Joyce Campion – 1923-2014

Joyce Elaine Campion was born in Ireland in 1923 into a loving family.  Her father was a clergyman who fell in love with her mother when he heard her sing beautifully.  Joyce was born on her mother’s birthday and was soon joined by her brother and best friend, Brian (later, also a clergyman), with whom she got up to countless escapades, often fondly recounted.

She attended Alexandra College where, accordingly to her diary at age 11, she adored riding (Prince and Quicksilver were her favourite horses), played hockey, appeared in The Pied Piper and was frequently disciplined for talking too much.

Joyce fell in love with the theatre and it fell in love with her.  She began her professional life in Ireland and England but spent most of it in Canada and occasionally the U.S.  No ill, no misfortune could overwhelm if ‘Doctor Theatre’ was present in her life.  Indeed, after suffering a devastating fall during a rehearsal for a play I was directing in 1995, Joyce’s determination to return to her beloved profession not only resulted in her rejoining the production later in the season but led to many more years of delightful performances.  As her director and close friend, I was deeply distressed by her injury and remain eternally grateful for her recovery.  We were all thrilled to see her subsequent triumphs – amoung them her literally scent-stealing maid Saunders in Fallen Angels and her miraculously appropriate final role, Anfisa, in Three Sisters.
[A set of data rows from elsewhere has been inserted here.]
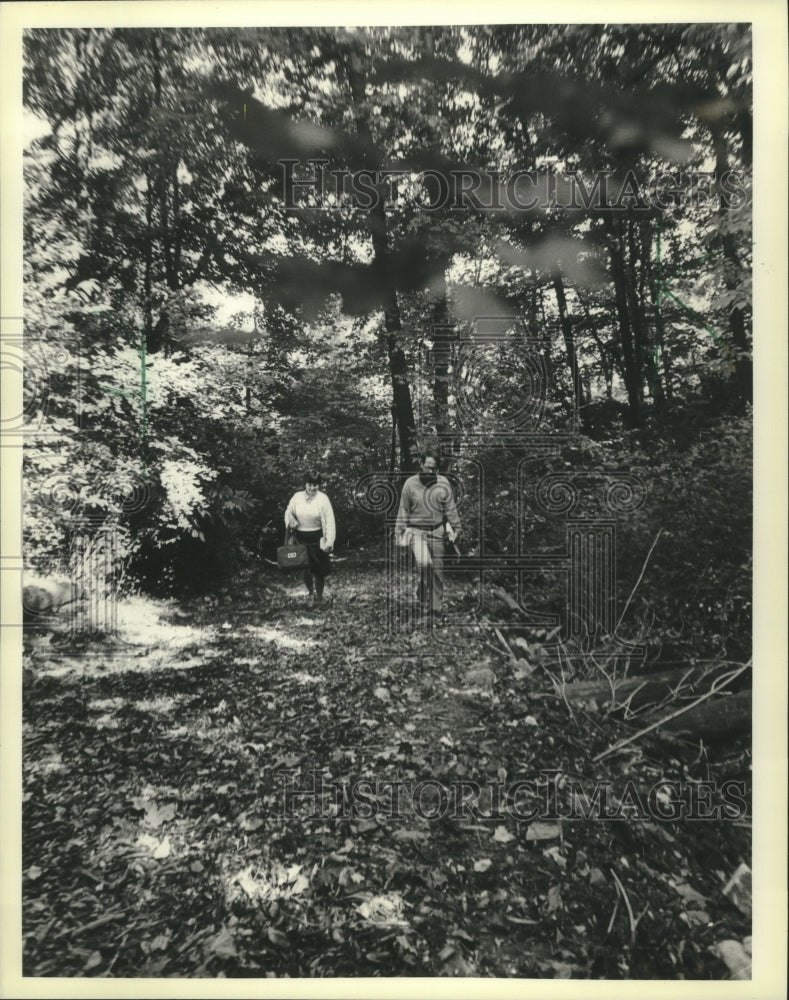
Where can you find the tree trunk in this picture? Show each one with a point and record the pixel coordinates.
(569, 339)
(645, 360)
(630, 372)
(398, 367)
(441, 331)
Joyce never retired, regarding herself as an actor to the end.  Though her last years were very difficult, she always found comfort in talking about the theatre, reciting her beloved Yeates and amusing her friends with the comic poem ‘If I Were a Lady’.  And there were many friends – deservedly so.  All of us miss her and will livingly remember her great generosity, her fierce loyalty, her irreverent wit and her joy in being a working actor.